Most critics of the Search for Extraterrestrial Intelligence (SETI) suggest merely that it is a well-intentioned but foolish waste of money, chasing after radio signals sent by “little green men” while substantive research projects with tangible results go unfunded. However, some, like well-known Cambridge physicist Stephen Hawking, go further: not only is SETI expensive, if done right, but it’s also a bad idea because we really don’t know who (if anyone) is listening. Usually, it is assumed that the worst-case scenario for SETI is that the money and time invested simply goes to waste. Not so, says Hawking: how are we sure that the aliens are really people we’d want to meet?
Until this year, Hawking was best known for his work in cosmology (the origins of the universe) and black holes, and for his popular scientific book, A Brief History of Time. However, in 2010 he produced a television documentary, Into the Universe, which advanced a startling claim: “If aliens visit us, the outcome would be much as when Columbus landed in America, which didn’t turn out well for the Native Americans.” The likelihood that intelligent life exists among the stars is overwhelming, Hawking believes. However, there is also a high likelihood that there are at least some life forms which are both far more sophisticated than ourselves, and also on the lookout for resource-rich worlds to exploit. Hawking uses the example of 15th-century Latin America, but James Cameron’s recent blockbuster, Avatar, might be just as pertinent (though in that case, the predatory interstellar scavengers were human beings, and the victims were aliens).

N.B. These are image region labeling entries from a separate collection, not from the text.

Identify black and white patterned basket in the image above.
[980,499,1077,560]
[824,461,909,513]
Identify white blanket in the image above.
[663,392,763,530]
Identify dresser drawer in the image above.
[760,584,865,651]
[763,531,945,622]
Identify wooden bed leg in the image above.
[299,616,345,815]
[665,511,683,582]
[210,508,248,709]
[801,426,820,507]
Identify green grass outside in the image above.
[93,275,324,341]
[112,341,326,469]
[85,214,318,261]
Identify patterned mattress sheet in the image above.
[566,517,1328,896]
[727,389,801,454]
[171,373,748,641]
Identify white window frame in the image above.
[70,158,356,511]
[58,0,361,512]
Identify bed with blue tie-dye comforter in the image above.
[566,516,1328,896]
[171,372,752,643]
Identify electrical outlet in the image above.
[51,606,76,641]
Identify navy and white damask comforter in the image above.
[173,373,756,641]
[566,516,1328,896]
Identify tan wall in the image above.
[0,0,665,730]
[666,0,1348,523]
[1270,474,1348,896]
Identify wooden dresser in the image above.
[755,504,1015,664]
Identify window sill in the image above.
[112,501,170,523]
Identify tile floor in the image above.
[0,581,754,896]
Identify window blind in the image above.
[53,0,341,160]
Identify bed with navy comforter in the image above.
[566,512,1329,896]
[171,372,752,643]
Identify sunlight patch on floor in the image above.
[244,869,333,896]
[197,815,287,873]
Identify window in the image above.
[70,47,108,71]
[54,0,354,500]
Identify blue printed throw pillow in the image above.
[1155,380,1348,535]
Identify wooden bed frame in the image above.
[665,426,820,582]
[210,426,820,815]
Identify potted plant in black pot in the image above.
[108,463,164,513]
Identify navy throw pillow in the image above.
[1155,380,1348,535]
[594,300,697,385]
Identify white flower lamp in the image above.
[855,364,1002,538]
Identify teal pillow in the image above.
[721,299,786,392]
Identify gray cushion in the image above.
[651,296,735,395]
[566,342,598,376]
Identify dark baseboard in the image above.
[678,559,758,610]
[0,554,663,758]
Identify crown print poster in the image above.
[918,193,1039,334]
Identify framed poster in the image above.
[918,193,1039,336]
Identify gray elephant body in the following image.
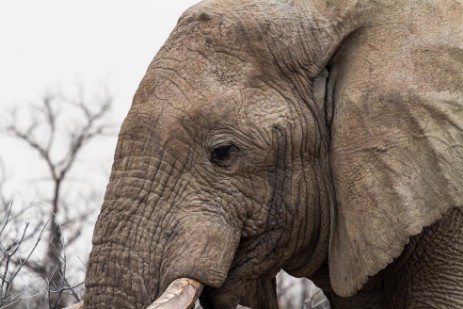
[85,0,463,308]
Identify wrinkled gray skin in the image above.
[85,0,463,308]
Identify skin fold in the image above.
[84,0,463,308]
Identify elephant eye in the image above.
[209,144,239,167]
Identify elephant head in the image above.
[80,0,463,308]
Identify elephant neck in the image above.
[283,180,330,277]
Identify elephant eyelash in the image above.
[209,144,240,167]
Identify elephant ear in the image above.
[327,7,463,297]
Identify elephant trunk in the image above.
[85,154,240,308]
[65,278,204,309]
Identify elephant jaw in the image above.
[65,278,204,309]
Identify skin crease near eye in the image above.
[210,144,239,167]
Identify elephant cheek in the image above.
[160,217,240,291]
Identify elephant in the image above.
[74,0,463,308]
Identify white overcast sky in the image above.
[0,0,199,195]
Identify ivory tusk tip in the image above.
[147,278,204,309]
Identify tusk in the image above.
[147,278,204,309]
[64,278,204,309]
[64,301,84,309]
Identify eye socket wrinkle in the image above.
[210,144,240,167]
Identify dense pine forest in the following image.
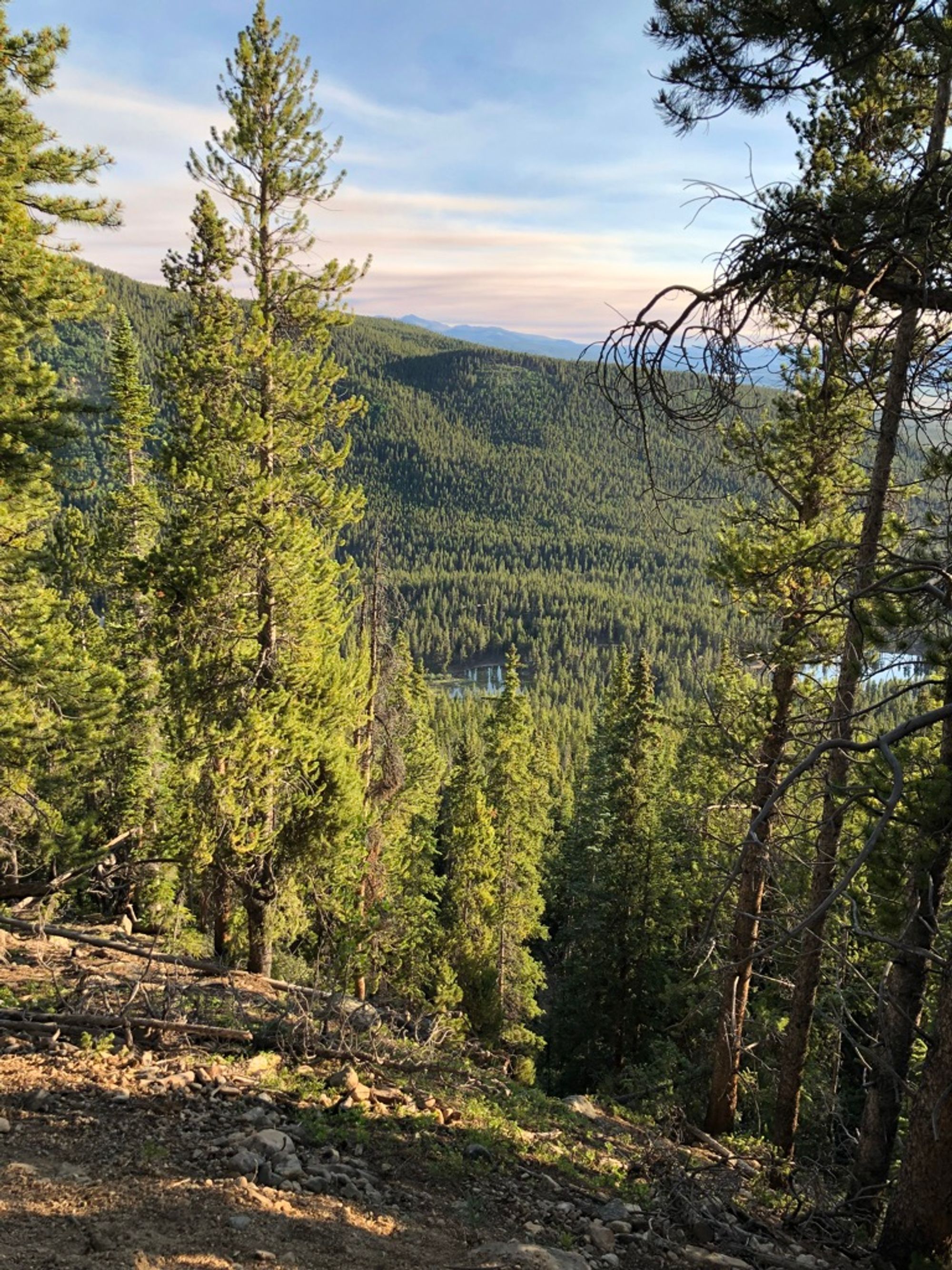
[48,261,749,757]
[0,0,952,1270]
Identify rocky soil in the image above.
[0,939,878,1270]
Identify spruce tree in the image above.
[364,632,447,1002]
[0,4,118,894]
[91,312,161,889]
[555,648,678,1082]
[439,737,501,1039]
[486,648,550,1045]
[158,0,363,973]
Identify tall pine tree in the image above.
[158,0,363,973]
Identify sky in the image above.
[19,0,793,341]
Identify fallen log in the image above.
[0,1010,254,1041]
[0,914,330,1000]
[684,1124,758,1177]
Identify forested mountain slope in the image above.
[52,273,751,726]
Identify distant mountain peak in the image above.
[397,314,598,362]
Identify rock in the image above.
[326,1067,360,1090]
[371,1085,404,1106]
[330,992,381,1031]
[241,1108,268,1128]
[598,1199,628,1226]
[562,1093,602,1120]
[270,1153,305,1182]
[470,1240,588,1270]
[688,1222,714,1243]
[245,1053,280,1076]
[245,1129,295,1158]
[225,1147,261,1179]
[589,1222,615,1252]
[680,1243,752,1270]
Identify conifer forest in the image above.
[0,0,952,1270]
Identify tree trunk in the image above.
[704,666,796,1135]
[773,302,919,1156]
[773,65,950,1156]
[851,696,952,1217]
[241,855,278,978]
[211,865,231,963]
[244,890,272,978]
[878,967,952,1270]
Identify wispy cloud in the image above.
[35,50,797,340]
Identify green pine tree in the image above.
[156,2,363,973]
[439,737,501,1036]
[555,648,679,1082]
[486,648,550,1045]
[366,632,448,1002]
[0,4,118,894]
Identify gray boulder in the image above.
[562,1093,602,1120]
[470,1240,588,1270]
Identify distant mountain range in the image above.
[396,314,782,387]
[398,314,600,362]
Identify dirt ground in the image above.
[0,1044,467,1270]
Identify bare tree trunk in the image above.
[851,696,952,1217]
[241,855,278,978]
[704,666,796,1135]
[244,891,273,978]
[211,864,231,963]
[773,72,950,1156]
[878,967,952,1270]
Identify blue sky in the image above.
[20,0,792,340]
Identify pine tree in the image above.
[91,314,161,899]
[556,648,678,1082]
[0,4,118,894]
[439,737,501,1038]
[704,338,870,1133]
[158,0,363,973]
[486,648,550,1045]
[366,632,448,1002]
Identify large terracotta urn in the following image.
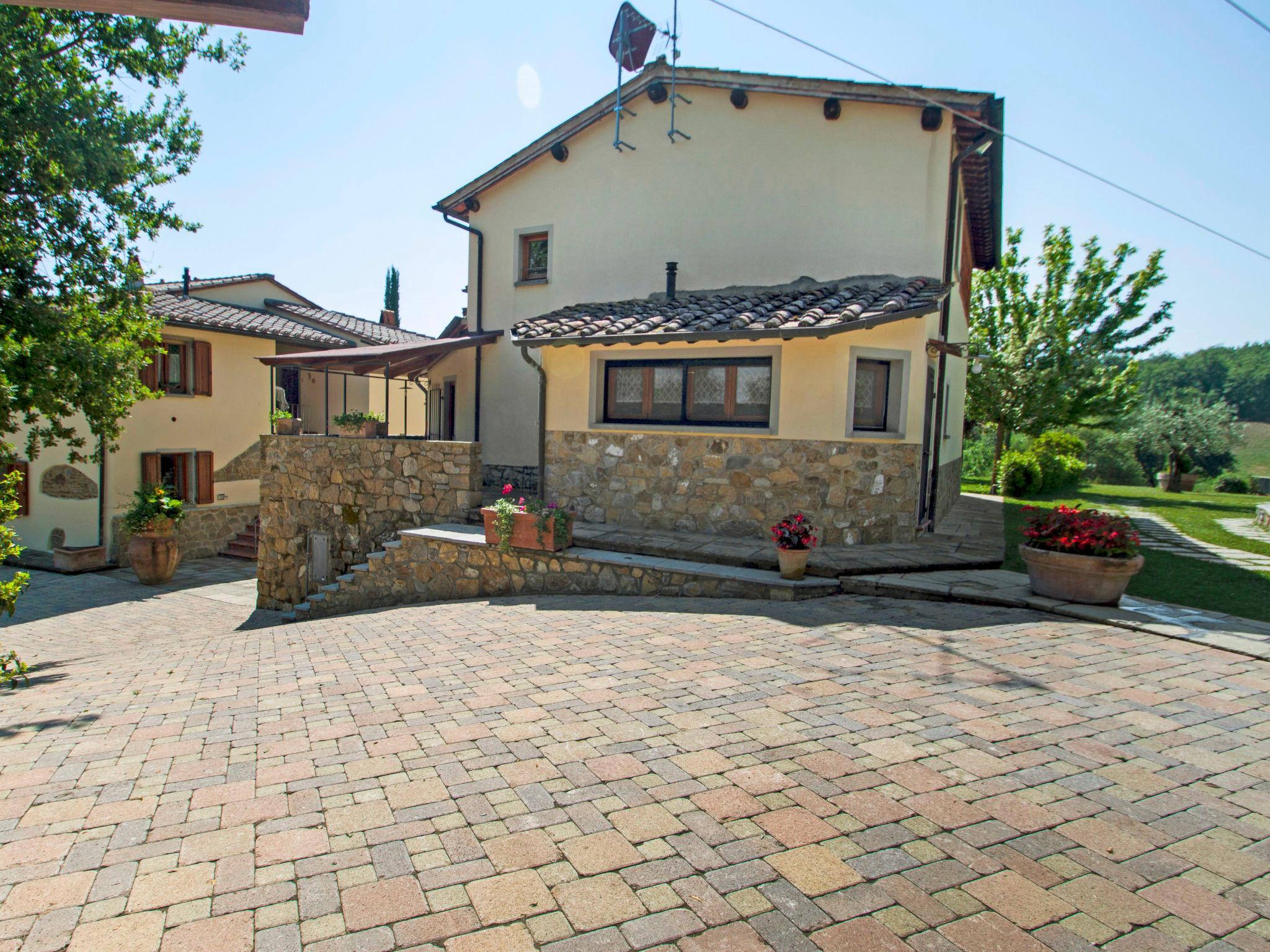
[1018,545,1144,606]
[128,519,180,585]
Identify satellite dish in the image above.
[608,2,657,73]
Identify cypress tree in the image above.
[383,265,401,320]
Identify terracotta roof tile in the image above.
[512,276,950,344]
[264,298,432,344]
[149,294,350,346]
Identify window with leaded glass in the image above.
[521,231,548,281]
[851,358,892,433]
[605,358,772,426]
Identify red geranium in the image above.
[772,513,815,550]
[1024,505,1138,558]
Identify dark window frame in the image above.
[601,356,775,429]
[515,231,551,284]
[155,340,194,395]
[851,356,895,433]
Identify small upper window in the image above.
[159,344,189,394]
[851,358,894,433]
[520,231,548,282]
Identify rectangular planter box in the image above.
[480,506,573,552]
[53,546,105,573]
[339,420,380,439]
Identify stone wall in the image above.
[296,526,841,618]
[481,464,538,496]
[109,503,260,565]
[935,456,961,526]
[548,430,918,545]
[257,435,481,608]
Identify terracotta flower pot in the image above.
[776,546,812,581]
[1018,546,1144,606]
[128,533,180,585]
[480,506,573,552]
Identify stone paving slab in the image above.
[842,569,1270,660]
[0,574,1270,952]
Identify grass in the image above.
[1235,423,1270,476]
[961,478,1270,622]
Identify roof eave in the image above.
[156,314,355,350]
[512,302,948,346]
[432,61,1000,221]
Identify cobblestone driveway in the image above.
[0,566,1270,952]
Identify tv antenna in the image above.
[665,0,692,146]
[608,1,658,152]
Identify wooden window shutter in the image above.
[141,453,162,487]
[4,459,30,515]
[194,340,212,396]
[141,350,159,390]
[194,449,216,505]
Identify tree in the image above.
[0,472,30,615]
[383,265,401,320]
[0,5,246,461]
[967,224,1172,483]
[1132,395,1242,493]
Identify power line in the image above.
[1225,0,1270,33]
[709,0,1270,262]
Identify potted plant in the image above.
[772,513,815,581]
[480,482,573,552]
[123,486,185,585]
[1018,505,1143,606]
[269,410,301,437]
[330,410,383,437]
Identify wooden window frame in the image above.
[601,356,775,429]
[155,340,194,396]
[141,449,216,505]
[515,231,551,284]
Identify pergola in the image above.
[257,330,503,439]
[4,0,309,33]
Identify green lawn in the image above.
[961,480,1270,622]
[1235,423,1270,476]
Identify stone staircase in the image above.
[221,517,260,562]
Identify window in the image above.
[518,231,548,283]
[159,344,189,394]
[605,356,772,426]
[141,340,212,396]
[141,449,216,505]
[847,346,910,439]
[852,358,890,433]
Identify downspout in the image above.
[97,439,107,546]
[521,346,548,499]
[925,132,997,532]
[438,209,485,443]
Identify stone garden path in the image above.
[1117,504,1270,573]
[0,566,1270,952]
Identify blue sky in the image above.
[142,0,1270,351]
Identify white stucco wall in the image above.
[446,87,951,465]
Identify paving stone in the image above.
[553,873,645,932]
[339,876,428,932]
[0,563,1270,952]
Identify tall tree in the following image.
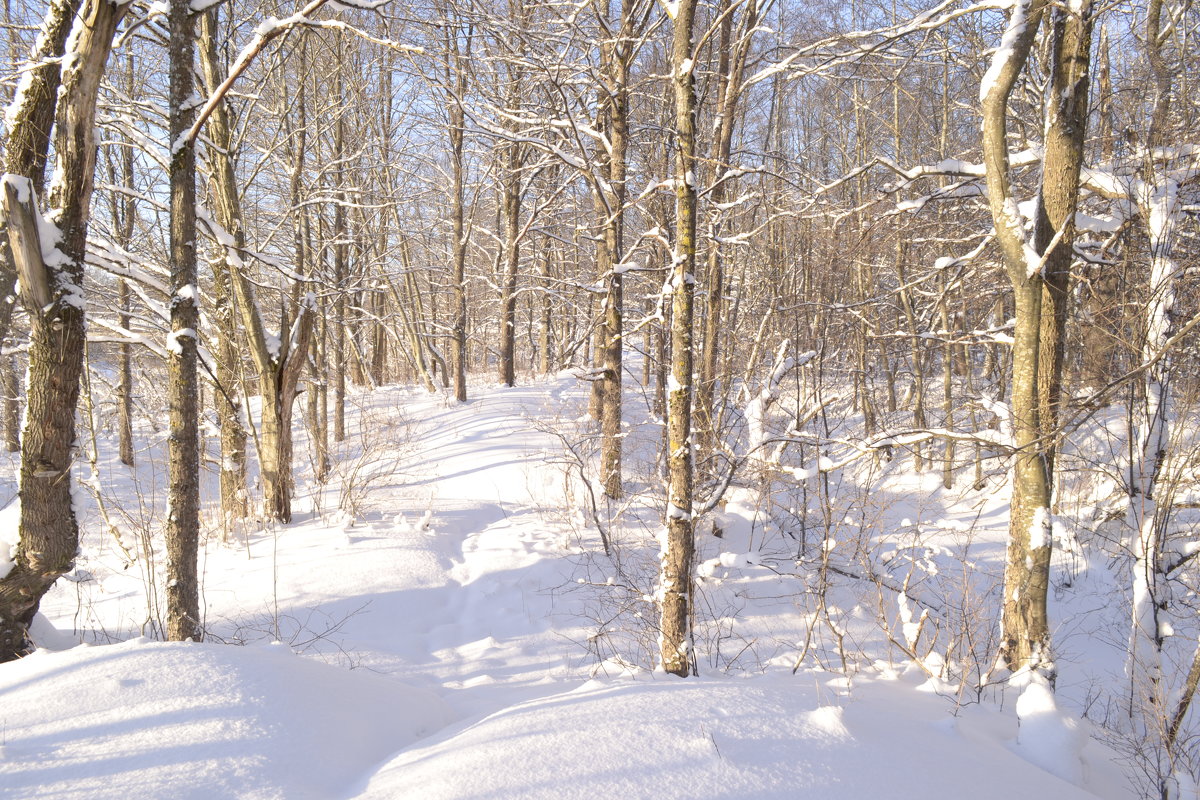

In Hawking’s version of this theory, the aliens in question have already depleted their own world’s resources, leading to the sort of resource-poor future which many on Earth already fear for our own species. To escape the deprivation, the alien civilization in question took to the stars as scavengers, hunting out other resource-rich planets to exploit. Such a species might actually be looking for messages from civilizations like ours, in the knowledge that only a resource-rich world would be likely to give rise to an intelligent, message-sending civilization.
Hawking is not the first person to raise such fears. Indeed, his sort of scenario is the most common one among serious SETI skeptics, aside from those fringe groups who apparently believe that aliens’ chief interest in Earth is conducting bizarre scientific experiments on humans and livestock. If it sounds incredibly unlikely that alien scavengers might one day descend on Earth to pillage our resources, such critics freely admit that it is. However, they counter, one has to balance these unlikely risks against the equally unlikely benefits of SETI successfully identifying an intelligent alien communications source.
In truth, Hawking’s fears actually have less to do with what we conventionally understand as SETI – listening for alien radio signals – than with what is known as “active” SETI, sending out signals in the hope that they will one day be received and properly interpreted by an alien civilization. Troublingly, we already send out a large number of strong signals simply by accident, like television carrier waves, which means that the aliens Hawking fears could easily learn of our existence with or without SETI. The only comfort, in that case, is that the signals will take decades, centuries, or even millennia to reach alien listeners – and, presumably, about as much time for them to trace the signal back to its source.
However, there are also reasons to believe that Hawking’s pessimism is misplaced. A highly advanced spacefaring civilization might well have enough planets within reach that it sees no reason to “hunt” for primitive species like ours in order to find more. Indeed, given the level of excitement about future mining of asteroids and the Moon, it may even be the case that the presence of intelligent species really isn’t a very good marker for interstellar resource hunters anyways. Nevertheless, when a scientist as prominent as Hawking raises concerns about a matter like SETI, they are certainly worth considering carefully.